Следовать религии своей страны в той мере, в какой она не противоречит морали, которую Бог вложил в человеческое сердце. Я — моральное существо, следовательно, я существую: эта максима незаметно приходит на смену декартовскому cogito. «Я обращался за советом к философам… все они показались мне гордецами и твердолобыми догматиками, несмотря на их так называемый скептицизм… Тогда я нашел другого проводника, сказав себе: обратимся к внутреннему свету [the light within квакеров, первый, неоформленный набросок категорического императива, этого рационалистического воплощения немецкого пиетизма], с ним я буду заблуждаться меньше, чем заблуждаются они, или, по крайней мере, моя ошибка будет моей собственной…» Такая манера выражаться и чувствовать восходит к кальвинизму, о чем свидетельствует следующий пассаж: «Я также заверяю вас, что меня поражает величественность Писания… святость Евангелия говорит в моем сердце.

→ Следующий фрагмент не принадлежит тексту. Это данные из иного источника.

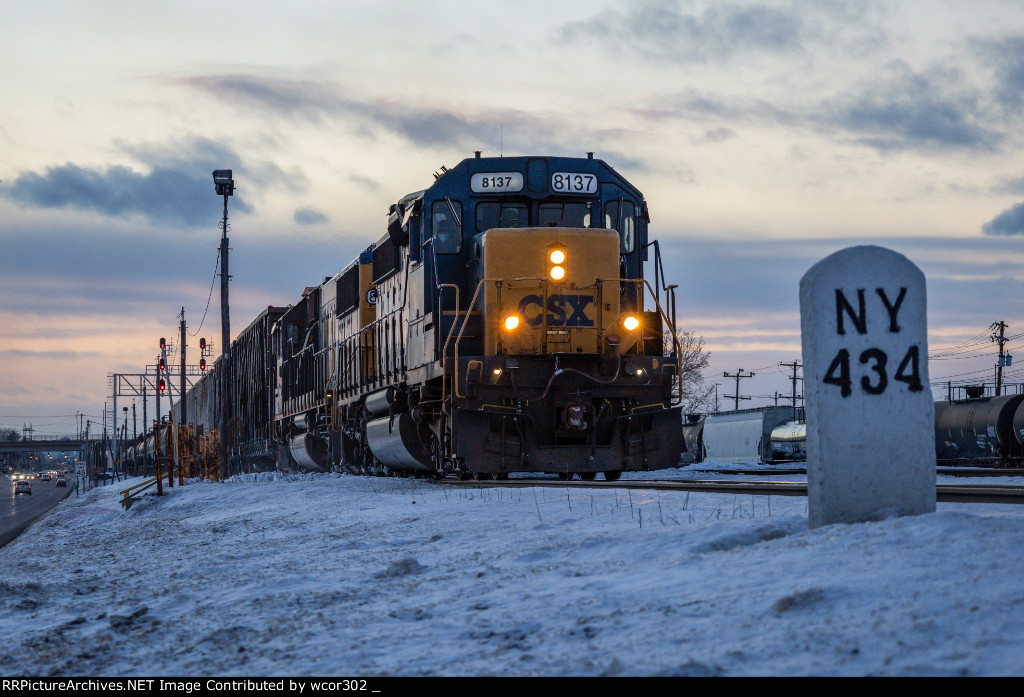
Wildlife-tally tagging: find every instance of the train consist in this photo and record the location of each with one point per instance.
(977, 431)
(502, 323)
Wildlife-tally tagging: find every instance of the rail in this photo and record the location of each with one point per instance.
(127, 497)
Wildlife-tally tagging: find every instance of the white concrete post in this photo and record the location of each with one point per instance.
(870, 418)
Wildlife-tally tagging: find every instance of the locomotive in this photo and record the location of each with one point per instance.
(501, 323)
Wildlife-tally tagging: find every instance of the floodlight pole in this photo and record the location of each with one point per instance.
(225, 186)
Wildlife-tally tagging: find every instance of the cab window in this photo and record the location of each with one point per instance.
(498, 214)
(621, 215)
(446, 222)
(571, 214)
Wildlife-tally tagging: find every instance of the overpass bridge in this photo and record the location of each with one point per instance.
(44, 445)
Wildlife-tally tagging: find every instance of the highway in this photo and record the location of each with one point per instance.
(18, 512)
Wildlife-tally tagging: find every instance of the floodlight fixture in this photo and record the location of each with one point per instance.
(223, 182)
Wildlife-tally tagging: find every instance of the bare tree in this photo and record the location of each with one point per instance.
(693, 358)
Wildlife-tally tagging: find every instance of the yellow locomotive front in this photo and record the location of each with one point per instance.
(572, 378)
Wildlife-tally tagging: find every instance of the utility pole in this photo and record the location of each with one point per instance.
(224, 184)
(795, 365)
(739, 375)
(134, 437)
(1000, 340)
(156, 429)
(144, 423)
(181, 394)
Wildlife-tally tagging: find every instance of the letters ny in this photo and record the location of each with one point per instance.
(858, 316)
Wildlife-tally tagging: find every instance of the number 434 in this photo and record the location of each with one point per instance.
(877, 361)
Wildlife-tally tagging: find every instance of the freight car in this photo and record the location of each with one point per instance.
(766, 435)
(986, 431)
(503, 323)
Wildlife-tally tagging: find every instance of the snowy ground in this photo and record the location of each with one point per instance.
(335, 574)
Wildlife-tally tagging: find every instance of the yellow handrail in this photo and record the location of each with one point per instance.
(126, 496)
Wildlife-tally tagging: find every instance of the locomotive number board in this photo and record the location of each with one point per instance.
(496, 182)
(573, 182)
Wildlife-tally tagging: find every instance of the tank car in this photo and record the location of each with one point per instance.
(502, 323)
(979, 432)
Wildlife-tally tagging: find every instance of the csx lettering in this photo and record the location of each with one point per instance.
(859, 315)
(563, 310)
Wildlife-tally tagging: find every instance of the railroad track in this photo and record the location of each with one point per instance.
(951, 471)
(960, 493)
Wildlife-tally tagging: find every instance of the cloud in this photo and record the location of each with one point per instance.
(176, 186)
(664, 31)
(930, 110)
(417, 120)
(309, 215)
(715, 135)
(49, 355)
(898, 110)
(326, 102)
(1011, 221)
(1009, 185)
(365, 182)
(1006, 56)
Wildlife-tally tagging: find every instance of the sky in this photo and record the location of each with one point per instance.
(337, 575)
(764, 135)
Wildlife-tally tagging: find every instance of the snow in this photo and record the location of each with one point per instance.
(333, 574)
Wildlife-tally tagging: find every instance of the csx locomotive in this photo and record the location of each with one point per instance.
(502, 323)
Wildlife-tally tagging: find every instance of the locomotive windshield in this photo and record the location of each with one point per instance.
(621, 215)
(501, 214)
(445, 219)
(571, 214)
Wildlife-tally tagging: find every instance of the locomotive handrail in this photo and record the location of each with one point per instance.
(544, 280)
(466, 320)
(334, 399)
(675, 340)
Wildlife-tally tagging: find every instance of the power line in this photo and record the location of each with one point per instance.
(209, 296)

Посмотрите на книги философов со всей их напыщенностью: сколь же ничтожны они перед ним. Возможно ли, чтобы книга одновременно столь возвышенная и столь простая была творением рук человеческих? Возможно ли, чтобы тот, о чьей истории она повествует, сам был всего лишь человеком?» Итак, вот идея двойного вдохновения, за которой следует реверанс в сторону святого Сократа и призыв «помолитесь за нас», обращенный к иренисту Эразму и всем гуманистам XVI века. «Когда Платон изображает своего воображаемого праведника, обвиняемого в самых ужасных преступлениях и заслуживающего самой высокой награды за добродетель, он вплоть до мельчайших деталей изображает Иисуса Христа: это сходство столь поразительно, что все Отцы церкви ощущали его, и ошибки здесь быть не может…»
Не будет преувеличением сказать, что «Эмиль» стал для XVIII века поворотным пунктом. Французская партия свернула на английский via media[77], ведущий к мистическому Aufklarungy. Вновь возникает тема трагизма человеческого удела. Десять лет отсрочки, предоставленные благодаря изменениям в человеческой жизни, ничего не изменили. Сердца вновь расколоты.
Литературной учености недостаточно. Обратимся к подлинным философам. Никогда взаимодействие между философией и литературой не было таким легким. Впрочем, эти гибриды, которых можно назвать философами на французский лад, установили эту связь по-настоящему талантливо. Философия XVIII века колеблется между метафизикой нравов и метафизикой мыслительной деятельности.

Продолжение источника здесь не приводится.